Covid-19 has illustrated the critical importance of helping women to realise their professional aspirations - what role have you played or are you currently playing within your organization to support women in their roles? 

A women-led company, TRACE works to empower and support its majority-female staff. In response to the COVID-19 pandemic, TRACE was swift in implementing flexible working policies to meet the increased demand childcare has placed on women.  

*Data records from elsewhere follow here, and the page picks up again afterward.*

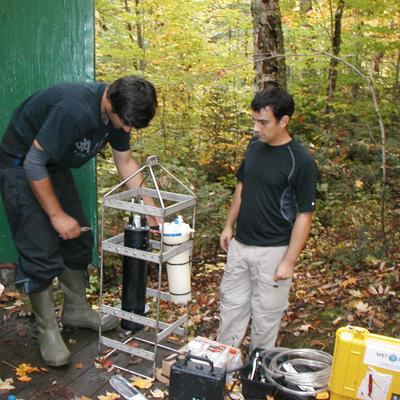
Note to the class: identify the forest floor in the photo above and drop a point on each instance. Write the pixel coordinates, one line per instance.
(323, 298)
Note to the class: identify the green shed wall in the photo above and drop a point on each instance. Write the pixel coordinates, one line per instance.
(43, 42)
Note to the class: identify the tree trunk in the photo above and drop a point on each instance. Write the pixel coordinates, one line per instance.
(139, 33)
(305, 6)
(268, 42)
(336, 39)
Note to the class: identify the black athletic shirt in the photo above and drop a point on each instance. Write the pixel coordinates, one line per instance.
(278, 183)
(66, 121)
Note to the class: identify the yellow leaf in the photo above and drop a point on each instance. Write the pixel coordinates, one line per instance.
(24, 369)
(356, 293)
(142, 383)
(362, 307)
(158, 394)
(109, 396)
(359, 184)
(24, 378)
(348, 282)
(6, 384)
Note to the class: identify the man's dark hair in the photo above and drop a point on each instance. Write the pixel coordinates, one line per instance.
(134, 100)
(280, 101)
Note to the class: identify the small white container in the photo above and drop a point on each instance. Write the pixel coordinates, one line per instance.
(179, 282)
(178, 267)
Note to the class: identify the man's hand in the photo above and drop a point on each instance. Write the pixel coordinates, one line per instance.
(285, 270)
(225, 238)
(66, 226)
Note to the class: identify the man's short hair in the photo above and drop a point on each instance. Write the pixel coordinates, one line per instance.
(278, 100)
(134, 100)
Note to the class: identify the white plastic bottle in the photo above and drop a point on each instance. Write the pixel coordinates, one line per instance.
(179, 266)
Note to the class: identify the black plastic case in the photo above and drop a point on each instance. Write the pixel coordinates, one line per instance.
(194, 380)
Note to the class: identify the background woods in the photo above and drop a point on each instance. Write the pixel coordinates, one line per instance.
(207, 58)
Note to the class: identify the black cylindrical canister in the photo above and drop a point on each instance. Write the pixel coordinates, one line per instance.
(134, 276)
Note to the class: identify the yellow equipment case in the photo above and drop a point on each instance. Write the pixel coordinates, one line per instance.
(365, 366)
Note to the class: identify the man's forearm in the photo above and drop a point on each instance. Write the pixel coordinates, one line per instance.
(44, 193)
(301, 231)
(235, 207)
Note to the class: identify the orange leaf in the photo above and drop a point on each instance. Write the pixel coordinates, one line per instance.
(24, 378)
(348, 282)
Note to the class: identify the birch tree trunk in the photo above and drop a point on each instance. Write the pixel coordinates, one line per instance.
(336, 39)
(268, 41)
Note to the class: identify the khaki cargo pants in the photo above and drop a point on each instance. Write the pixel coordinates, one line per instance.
(249, 291)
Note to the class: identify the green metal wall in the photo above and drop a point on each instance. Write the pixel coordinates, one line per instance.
(43, 42)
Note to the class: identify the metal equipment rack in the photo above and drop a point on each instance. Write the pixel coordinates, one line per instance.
(122, 201)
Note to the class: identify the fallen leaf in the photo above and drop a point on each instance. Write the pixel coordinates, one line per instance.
(359, 184)
(337, 320)
(348, 282)
(356, 293)
(362, 307)
(157, 394)
(24, 369)
(142, 383)
(133, 343)
(6, 384)
(305, 327)
(378, 323)
(24, 378)
(109, 396)
(103, 363)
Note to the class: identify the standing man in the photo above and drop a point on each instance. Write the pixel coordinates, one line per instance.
(56, 129)
(272, 207)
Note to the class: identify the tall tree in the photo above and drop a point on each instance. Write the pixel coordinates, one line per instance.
(268, 42)
(336, 28)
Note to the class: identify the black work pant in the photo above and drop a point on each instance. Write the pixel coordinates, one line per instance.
(42, 254)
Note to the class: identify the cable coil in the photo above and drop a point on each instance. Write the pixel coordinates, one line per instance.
(300, 372)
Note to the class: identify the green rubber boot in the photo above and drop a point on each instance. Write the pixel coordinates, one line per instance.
(77, 312)
(52, 347)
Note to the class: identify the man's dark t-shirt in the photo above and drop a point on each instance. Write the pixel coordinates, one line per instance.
(278, 183)
(66, 121)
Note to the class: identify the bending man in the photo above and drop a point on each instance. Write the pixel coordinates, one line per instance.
(56, 129)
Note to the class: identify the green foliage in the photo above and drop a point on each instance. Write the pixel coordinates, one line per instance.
(199, 55)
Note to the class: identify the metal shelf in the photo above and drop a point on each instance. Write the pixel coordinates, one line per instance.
(170, 204)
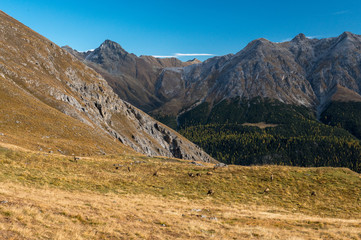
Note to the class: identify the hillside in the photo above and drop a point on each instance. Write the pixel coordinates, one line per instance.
(48, 196)
(52, 102)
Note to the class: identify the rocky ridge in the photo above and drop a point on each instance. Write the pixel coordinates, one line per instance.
(302, 71)
(49, 74)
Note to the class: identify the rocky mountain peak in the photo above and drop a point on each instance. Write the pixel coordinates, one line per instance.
(109, 46)
(300, 37)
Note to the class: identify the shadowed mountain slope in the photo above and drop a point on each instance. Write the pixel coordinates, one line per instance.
(52, 102)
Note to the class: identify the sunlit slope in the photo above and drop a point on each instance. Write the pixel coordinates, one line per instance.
(76, 105)
(47, 196)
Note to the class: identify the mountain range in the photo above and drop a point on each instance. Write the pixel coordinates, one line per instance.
(302, 71)
(52, 102)
(295, 103)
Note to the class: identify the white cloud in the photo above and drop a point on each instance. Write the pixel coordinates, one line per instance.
(176, 55)
(163, 56)
(341, 12)
(192, 54)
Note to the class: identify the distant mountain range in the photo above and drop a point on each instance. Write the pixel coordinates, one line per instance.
(302, 71)
(50, 101)
(294, 103)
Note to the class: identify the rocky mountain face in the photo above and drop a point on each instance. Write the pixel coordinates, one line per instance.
(133, 78)
(302, 71)
(42, 83)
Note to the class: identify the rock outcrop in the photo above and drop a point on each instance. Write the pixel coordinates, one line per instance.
(49, 75)
(302, 71)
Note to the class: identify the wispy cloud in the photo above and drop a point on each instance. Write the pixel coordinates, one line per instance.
(176, 55)
(341, 12)
(310, 37)
(192, 54)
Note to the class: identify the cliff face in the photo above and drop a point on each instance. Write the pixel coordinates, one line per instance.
(302, 71)
(58, 85)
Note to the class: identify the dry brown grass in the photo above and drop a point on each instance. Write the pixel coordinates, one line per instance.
(261, 125)
(51, 197)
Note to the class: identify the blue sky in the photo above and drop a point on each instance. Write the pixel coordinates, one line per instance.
(165, 28)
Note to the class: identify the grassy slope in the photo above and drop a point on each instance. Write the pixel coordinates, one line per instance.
(50, 196)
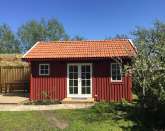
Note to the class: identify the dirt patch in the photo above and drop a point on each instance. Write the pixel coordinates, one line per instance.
(53, 121)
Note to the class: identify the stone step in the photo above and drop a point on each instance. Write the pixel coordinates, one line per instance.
(76, 100)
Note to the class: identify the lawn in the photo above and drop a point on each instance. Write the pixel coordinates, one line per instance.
(94, 119)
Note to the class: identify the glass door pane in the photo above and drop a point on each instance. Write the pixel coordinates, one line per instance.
(73, 79)
(85, 79)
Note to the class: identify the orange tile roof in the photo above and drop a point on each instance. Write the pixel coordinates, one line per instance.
(82, 49)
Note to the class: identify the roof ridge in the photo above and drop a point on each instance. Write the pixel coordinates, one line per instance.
(66, 41)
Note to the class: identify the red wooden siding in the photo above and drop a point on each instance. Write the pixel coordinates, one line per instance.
(55, 85)
(104, 89)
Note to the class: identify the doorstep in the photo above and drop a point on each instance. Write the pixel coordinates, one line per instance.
(76, 100)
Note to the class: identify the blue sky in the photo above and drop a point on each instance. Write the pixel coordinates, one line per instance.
(92, 19)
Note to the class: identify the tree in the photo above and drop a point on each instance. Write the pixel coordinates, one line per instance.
(149, 65)
(8, 41)
(33, 31)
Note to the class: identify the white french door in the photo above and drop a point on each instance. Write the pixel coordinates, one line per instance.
(79, 80)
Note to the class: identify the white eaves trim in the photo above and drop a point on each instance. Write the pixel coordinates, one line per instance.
(130, 41)
(30, 49)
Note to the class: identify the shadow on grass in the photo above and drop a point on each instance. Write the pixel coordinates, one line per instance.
(128, 116)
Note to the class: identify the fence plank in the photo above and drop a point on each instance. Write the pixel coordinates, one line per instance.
(9, 74)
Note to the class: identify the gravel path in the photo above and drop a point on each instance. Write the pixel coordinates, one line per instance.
(13, 107)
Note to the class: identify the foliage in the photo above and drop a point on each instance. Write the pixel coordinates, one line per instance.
(43, 30)
(149, 65)
(8, 40)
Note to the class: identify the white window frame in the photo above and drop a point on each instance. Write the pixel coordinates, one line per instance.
(79, 95)
(40, 74)
(121, 72)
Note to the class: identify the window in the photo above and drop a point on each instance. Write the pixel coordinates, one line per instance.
(44, 69)
(116, 74)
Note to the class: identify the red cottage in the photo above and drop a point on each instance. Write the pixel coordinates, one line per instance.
(89, 70)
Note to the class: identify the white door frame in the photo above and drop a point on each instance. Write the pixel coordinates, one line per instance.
(79, 95)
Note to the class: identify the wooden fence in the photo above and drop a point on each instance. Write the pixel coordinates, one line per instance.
(14, 78)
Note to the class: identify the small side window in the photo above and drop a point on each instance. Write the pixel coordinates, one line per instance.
(44, 69)
(116, 72)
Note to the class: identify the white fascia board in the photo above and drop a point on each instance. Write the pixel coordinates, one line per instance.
(131, 42)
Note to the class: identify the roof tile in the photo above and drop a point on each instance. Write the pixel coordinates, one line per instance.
(80, 49)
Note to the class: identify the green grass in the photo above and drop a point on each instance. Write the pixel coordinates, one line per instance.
(94, 119)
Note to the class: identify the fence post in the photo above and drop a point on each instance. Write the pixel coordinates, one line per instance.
(0, 80)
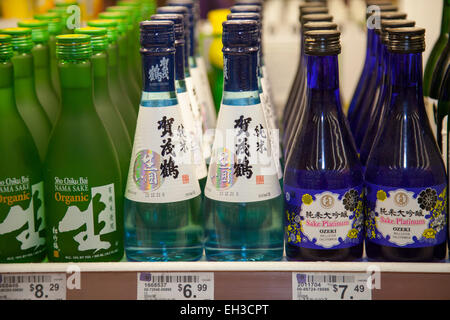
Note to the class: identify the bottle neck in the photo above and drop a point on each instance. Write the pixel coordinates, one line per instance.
(179, 61)
(322, 72)
(445, 24)
(76, 85)
(8, 103)
(100, 73)
(158, 78)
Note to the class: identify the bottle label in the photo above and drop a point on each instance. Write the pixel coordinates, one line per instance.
(194, 140)
(242, 167)
(431, 109)
(319, 219)
(161, 168)
(87, 229)
(22, 223)
(406, 218)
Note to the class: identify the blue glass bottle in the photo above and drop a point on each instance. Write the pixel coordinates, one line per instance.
(163, 220)
(299, 80)
(359, 126)
(265, 99)
(323, 181)
(243, 203)
(381, 104)
(296, 125)
(365, 82)
(405, 176)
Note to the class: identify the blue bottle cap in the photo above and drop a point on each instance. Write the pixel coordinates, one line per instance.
(406, 40)
(322, 42)
(236, 9)
(186, 3)
(240, 33)
(157, 33)
(248, 3)
(244, 16)
(178, 21)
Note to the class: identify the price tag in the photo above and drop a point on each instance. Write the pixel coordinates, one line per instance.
(33, 286)
(175, 286)
(330, 286)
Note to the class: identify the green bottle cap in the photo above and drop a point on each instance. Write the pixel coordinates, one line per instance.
(119, 16)
(54, 21)
(110, 25)
(6, 51)
(73, 47)
(127, 10)
(99, 40)
(63, 15)
(66, 4)
(21, 38)
(39, 29)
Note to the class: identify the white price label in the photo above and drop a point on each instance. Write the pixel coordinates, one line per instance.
(330, 286)
(175, 286)
(33, 286)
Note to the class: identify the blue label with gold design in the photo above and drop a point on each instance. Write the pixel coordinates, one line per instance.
(406, 217)
(324, 219)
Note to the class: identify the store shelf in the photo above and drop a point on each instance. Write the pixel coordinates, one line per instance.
(247, 280)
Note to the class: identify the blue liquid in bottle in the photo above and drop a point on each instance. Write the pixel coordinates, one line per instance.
(381, 104)
(243, 201)
(405, 176)
(163, 213)
(323, 182)
(310, 26)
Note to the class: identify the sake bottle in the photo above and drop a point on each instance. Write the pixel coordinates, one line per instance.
(382, 102)
(295, 124)
(42, 76)
(366, 111)
(84, 199)
(163, 216)
(134, 76)
(243, 202)
(323, 182)
(193, 138)
(104, 105)
(193, 82)
(365, 82)
(54, 29)
(405, 175)
(300, 68)
(27, 102)
(431, 66)
(125, 75)
(265, 100)
(22, 227)
(437, 83)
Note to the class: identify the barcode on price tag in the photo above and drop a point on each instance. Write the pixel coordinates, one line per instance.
(175, 286)
(33, 286)
(326, 286)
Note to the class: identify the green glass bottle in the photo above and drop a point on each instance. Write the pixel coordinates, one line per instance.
(22, 226)
(136, 5)
(438, 48)
(132, 47)
(27, 102)
(41, 55)
(125, 73)
(117, 92)
(84, 196)
(106, 108)
(148, 8)
(54, 28)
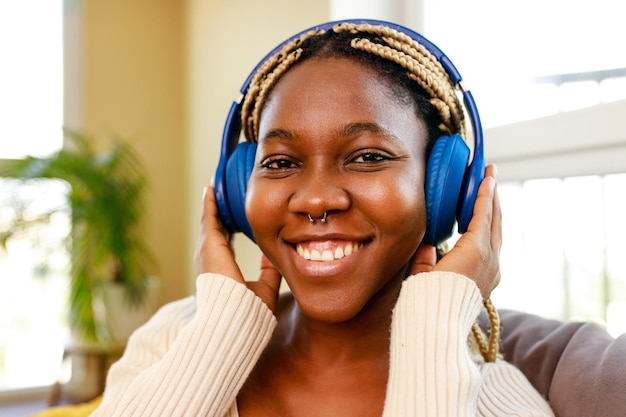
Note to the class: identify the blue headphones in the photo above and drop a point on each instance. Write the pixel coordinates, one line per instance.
(451, 180)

Alexandra advocates for gender parity in the global workforce and has written and spoken extensively on the benefits women bring to corporate governance. When Alexandra launched the TRACE Intermediary Directory of TRACE Certified entities, she included a function that allows businesses—many of them small- and medium-sized intermediaries in emerging markets—to identify if they are over 50 percent women-owned. Additionally, Alexandra supports gender inclusivity in her field, and she has previously chaired the Women in International Regulatory Law Steering Committee.